Krishnamurthy Prasanna, Peterson J Thomas, Subramanian Venkateswaran, Singh Mahipal, Singh Krishna
Department of Physiology, James H Quillen College of Medicine, James H Quillen Veterans Affairs Medical Center, East Tennessee State University, Johnson City, PO Box 70576, TN 37614, USA.
Mol Cell Biochem. 2009 Feb;322(1-2):53-62. doi: 10.1007/s11010-008-9939-6. Epub 2008 Nov 1.
Osteopontin (OPN) plays an important role in left ventricular (LV) remodeling after myocardial infarction (MI) by promoting collagen synthesis and accumulation.

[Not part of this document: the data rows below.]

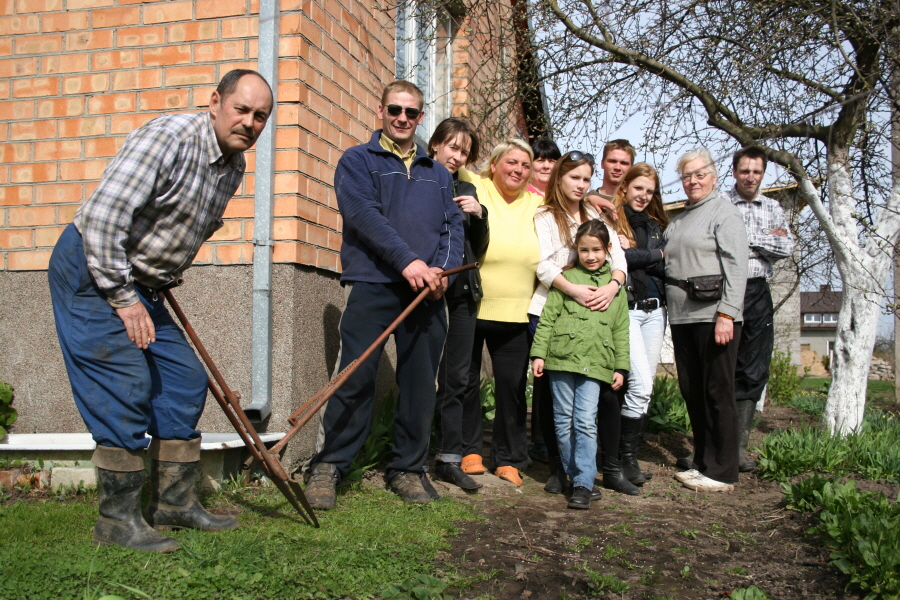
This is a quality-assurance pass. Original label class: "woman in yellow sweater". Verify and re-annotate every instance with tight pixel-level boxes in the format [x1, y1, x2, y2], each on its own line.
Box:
[462, 138, 543, 485]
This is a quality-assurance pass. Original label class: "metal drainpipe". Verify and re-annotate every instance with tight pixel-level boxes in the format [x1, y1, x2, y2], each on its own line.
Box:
[244, 0, 280, 423]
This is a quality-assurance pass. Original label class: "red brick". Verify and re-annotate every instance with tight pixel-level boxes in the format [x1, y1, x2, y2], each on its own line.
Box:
[214, 244, 253, 265]
[9, 121, 56, 141]
[0, 100, 34, 120]
[0, 229, 34, 249]
[88, 92, 137, 115]
[66, 30, 113, 52]
[0, 144, 29, 163]
[34, 227, 65, 248]
[66, 0, 115, 10]
[92, 48, 141, 71]
[116, 25, 166, 47]
[169, 21, 219, 44]
[0, 15, 41, 36]
[222, 17, 259, 38]
[141, 45, 191, 67]
[62, 73, 109, 94]
[35, 183, 83, 204]
[0, 185, 34, 206]
[144, 2, 193, 24]
[59, 160, 108, 181]
[41, 11, 90, 33]
[34, 140, 81, 160]
[59, 117, 106, 137]
[43, 54, 90, 75]
[10, 162, 56, 183]
[6, 206, 56, 227]
[91, 7, 141, 29]
[84, 137, 125, 158]
[138, 89, 188, 111]
[13, 77, 59, 98]
[113, 69, 162, 91]
[6, 250, 52, 271]
[194, 40, 244, 62]
[194, 0, 246, 20]
[164, 65, 216, 87]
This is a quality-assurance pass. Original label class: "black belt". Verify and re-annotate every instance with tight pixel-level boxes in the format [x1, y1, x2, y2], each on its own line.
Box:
[628, 298, 663, 312]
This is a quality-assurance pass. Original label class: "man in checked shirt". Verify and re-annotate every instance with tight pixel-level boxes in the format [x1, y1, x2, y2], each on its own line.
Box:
[677, 146, 794, 473]
[48, 69, 273, 552]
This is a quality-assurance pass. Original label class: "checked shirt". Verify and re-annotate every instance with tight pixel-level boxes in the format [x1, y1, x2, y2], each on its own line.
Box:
[74, 113, 245, 308]
[728, 190, 794, 279]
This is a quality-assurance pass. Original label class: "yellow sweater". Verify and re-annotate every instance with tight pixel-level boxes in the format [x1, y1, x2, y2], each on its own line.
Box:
[474, 177, 544, 323]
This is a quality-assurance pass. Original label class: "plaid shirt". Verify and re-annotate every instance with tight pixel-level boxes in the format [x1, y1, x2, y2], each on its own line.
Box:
[75, 113, 245, 308]
[728, 190, 794, 279]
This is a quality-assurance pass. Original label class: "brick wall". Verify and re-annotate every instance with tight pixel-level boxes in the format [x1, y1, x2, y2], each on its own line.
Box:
[0, 0, 394, 271]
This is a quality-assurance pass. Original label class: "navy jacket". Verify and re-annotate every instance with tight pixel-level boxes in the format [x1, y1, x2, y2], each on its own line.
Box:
[334, 129, 464, 283]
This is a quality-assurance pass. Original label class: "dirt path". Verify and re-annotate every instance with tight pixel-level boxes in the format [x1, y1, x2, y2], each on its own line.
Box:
[428, 408, 884, 600]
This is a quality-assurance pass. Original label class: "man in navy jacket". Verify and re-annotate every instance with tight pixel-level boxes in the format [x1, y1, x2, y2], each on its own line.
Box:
[306, 81, 464, 509]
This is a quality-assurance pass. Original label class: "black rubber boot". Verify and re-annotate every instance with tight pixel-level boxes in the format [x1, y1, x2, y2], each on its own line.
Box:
[737, 400, 756, 473]
[147, 460, 237, 531]
[94, 468, 179, 552]
[638, 414, 653, 481]
[601, 455, 641, 496]
[620, 417, 647, 487]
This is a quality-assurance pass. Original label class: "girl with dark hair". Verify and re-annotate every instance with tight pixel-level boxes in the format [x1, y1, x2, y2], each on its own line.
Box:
[428, 118, 489, 490]
[528, 151, 639, 497]
[613, 163, 669, 485]
[531, 219, 629, 509]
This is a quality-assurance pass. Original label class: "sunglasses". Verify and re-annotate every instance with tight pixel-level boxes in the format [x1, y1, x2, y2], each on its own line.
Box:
[568, 150, 594, 166]
[386, 104, 422, 120]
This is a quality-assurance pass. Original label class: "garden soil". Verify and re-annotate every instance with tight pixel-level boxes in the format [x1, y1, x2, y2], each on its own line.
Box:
[424, 407, 898, 600]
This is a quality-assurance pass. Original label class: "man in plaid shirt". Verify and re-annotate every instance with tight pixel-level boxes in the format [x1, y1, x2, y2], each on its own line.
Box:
[48, 69, 273, 552]
[729, 147, 794, 472]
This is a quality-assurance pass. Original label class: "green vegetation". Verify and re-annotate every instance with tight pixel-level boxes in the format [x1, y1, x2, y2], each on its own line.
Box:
[780, 475, 900, 600]
[648, 376, 691, 433]
[0, 487, 472, 600]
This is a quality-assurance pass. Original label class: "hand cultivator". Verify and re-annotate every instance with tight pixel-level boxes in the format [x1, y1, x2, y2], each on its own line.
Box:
[162, 263, 478, 527]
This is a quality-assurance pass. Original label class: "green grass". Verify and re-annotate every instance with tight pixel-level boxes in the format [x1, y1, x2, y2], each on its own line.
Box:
[0, 488, 473, 600]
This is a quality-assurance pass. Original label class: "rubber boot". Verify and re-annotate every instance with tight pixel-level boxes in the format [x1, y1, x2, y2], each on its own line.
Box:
[602, 453, 641, 496]
[638, 413, 653, 481]
[737, 400, 756, 473]
[147, 438, 238, 531]
[91, 446, 179, 552]
[620, 417, 647, 485]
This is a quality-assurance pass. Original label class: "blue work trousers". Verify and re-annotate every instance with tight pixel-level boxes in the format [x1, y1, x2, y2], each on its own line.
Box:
[48, 225, 208, 450]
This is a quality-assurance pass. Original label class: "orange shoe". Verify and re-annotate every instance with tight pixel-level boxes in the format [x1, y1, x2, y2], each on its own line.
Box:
[494, 467, 522, 487]
[460, 454, 484, 475]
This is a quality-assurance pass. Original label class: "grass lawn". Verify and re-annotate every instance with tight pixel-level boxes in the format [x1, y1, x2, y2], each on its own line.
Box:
[0, 486, 474, 600]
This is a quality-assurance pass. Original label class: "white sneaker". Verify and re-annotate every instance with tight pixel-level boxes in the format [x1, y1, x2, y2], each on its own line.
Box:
[675, 469, 703, 483]
[681, 473, 734, 492]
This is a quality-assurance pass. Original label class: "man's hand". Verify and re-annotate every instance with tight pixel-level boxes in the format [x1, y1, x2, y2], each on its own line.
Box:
[116, 300, 156, 350]
[453, 196, 481, 219]
[588, 194, 619, 221]
[715, 316, 734, 346]
[400, 258, 443, 297]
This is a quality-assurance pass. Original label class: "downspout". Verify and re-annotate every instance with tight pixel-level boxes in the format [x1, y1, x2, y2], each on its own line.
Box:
[244, 0, 280, 423]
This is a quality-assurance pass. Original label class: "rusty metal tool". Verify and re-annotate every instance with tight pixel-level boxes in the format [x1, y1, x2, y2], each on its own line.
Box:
[251, 262, 478, 465]
[162, 290, 319, 527]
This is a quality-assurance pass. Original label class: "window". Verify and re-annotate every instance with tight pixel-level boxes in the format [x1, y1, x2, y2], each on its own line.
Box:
[395, 3, 457, 140]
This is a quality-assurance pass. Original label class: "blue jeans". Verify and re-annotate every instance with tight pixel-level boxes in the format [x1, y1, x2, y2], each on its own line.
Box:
[48, 225, 209, 450]
[547, 371, 601, 489]
[622, 306, 666, 419]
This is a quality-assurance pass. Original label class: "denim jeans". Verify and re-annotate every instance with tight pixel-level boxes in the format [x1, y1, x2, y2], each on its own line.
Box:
[547, 371, 601, 489]
[622, 306, 666, 419]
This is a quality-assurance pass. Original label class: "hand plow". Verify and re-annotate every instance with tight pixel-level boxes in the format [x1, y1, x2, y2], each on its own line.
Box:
[162, 263, 478, 527]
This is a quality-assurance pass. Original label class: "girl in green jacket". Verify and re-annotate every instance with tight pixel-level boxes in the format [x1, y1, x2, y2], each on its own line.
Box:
[531, 220, 630, 509]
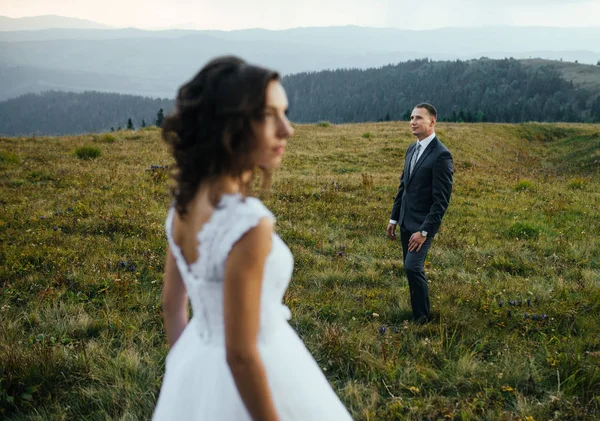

This study tested the hypothesis that MMP inhibition modulates post-MI LV remodeling in mice lacking OPN. Wild-type (WT) and OPN knockout (KO) mice were treated daily with MMP inhibitor (PD166793, 30 mg/kg/day) starting 3 days post-MI. LV functional and structural remodeling was measured 14 days post-MI. Infarct size was similar in WT and KO groups with or without MMP inhibition. M-mode echocardiography showed greater increase in LV end-diastolic (LVEDD) and end-systolic diameters (LVESD) and decrease in percent fractional shortening (%FS) and ejection fraction in KO-MI versus WT-MI. MMP inhibition decreased LVEDD and LVESD, and increased %FS in both groups. Interestingly, the effect was more pronounced in KO-MI group versus WT-MI (P < 0.01). MMP inhibition significantly decreased post-MI LV dilation in KO-MI group as measured by Langendorff-perfusion analysis. MMP inhibition improved LV developed pressures in both MI groups. However, the improvement was significantly higher in KO-MI group versus WT-MI (P < 0.05). MMP inhibition increased heart weight-to-body weight ratio, myocyte cross-sectional area, fibrosis and septal wall thickness only in KO-MI. Percent apoptotic myocytes in the non-infarct area was not different between the treatment groups. Expression and activity of MMP-2 and MMP-9 in the non-infarct area was higher in KO-MI group 3 days post-MI. MMP inhibition reduced MMP-2 activity in KO-MI with no effect on the expression of TIMP-2 and TIMP-4 14 days post-MI. Thus, activation of MMPs contributes to reduced fibrosis and LV dysfunction in mice lacking OPN.
骨桥蛋白(OPN)通过促进胶原蛋白的合成和积累,在心肌梗死(MI)后的左心室(LV)重塑中发挥重要作用。本研究检验了以下假设:基质金属蛋白酶(MMP)抑制可调节缺乏OPN的小鼠MI后的LV重塑。野生型(WT)和OPN基因敲除(KO)小鼠在MI后3天开始每天接受MMP抑制剂(PD166793,30 mg/kg/天)治疗。在MI后14天测量LV功能和结构重塑。无论有无MMP抑制,WT和KO组的梗死面积相似。M型超声心动图显示,与WT-MI相比,KO-MI的左心室舒张末期内径(LVEDD)和收缩末期内径(LVESD)增加更大,而短轴缩短率(%FS)和射血分数降低。MMP抑制使两组的LVEDD和LVESD减小,%FS增加。有趣的是,KO-MI组的这种效果比WT-MI组更明显(P < 0.01)。通过Langendorff灌注分析测量,MMP抑制显著降低了KO-MI组MI后的LV扩张。MMP抑制改善了两个MI组的左心室舒张末压。然而,KO-MI组的改善明显高于WT-MI组(P < 0.05)。MMP抑制仅在KO-MI中增加了心脏重量与体重比、心肌细胞横截面积、纤维化和室间隔厚度。治疗组之间非梗死区域的凋亡心肌细胞百分比没有差异。MI后3天,KO-MI组非梗死区域的MMP-2和MMP-9表达及活性更高。MMP抑制降低了KO-MI中MMP-2的活性,对MI后14天的TIMP-2和TIMP-4表达无影响。因此,MMP的激活有助于减少缺乏OPN的小鼠的纤维化和LV功能障碍。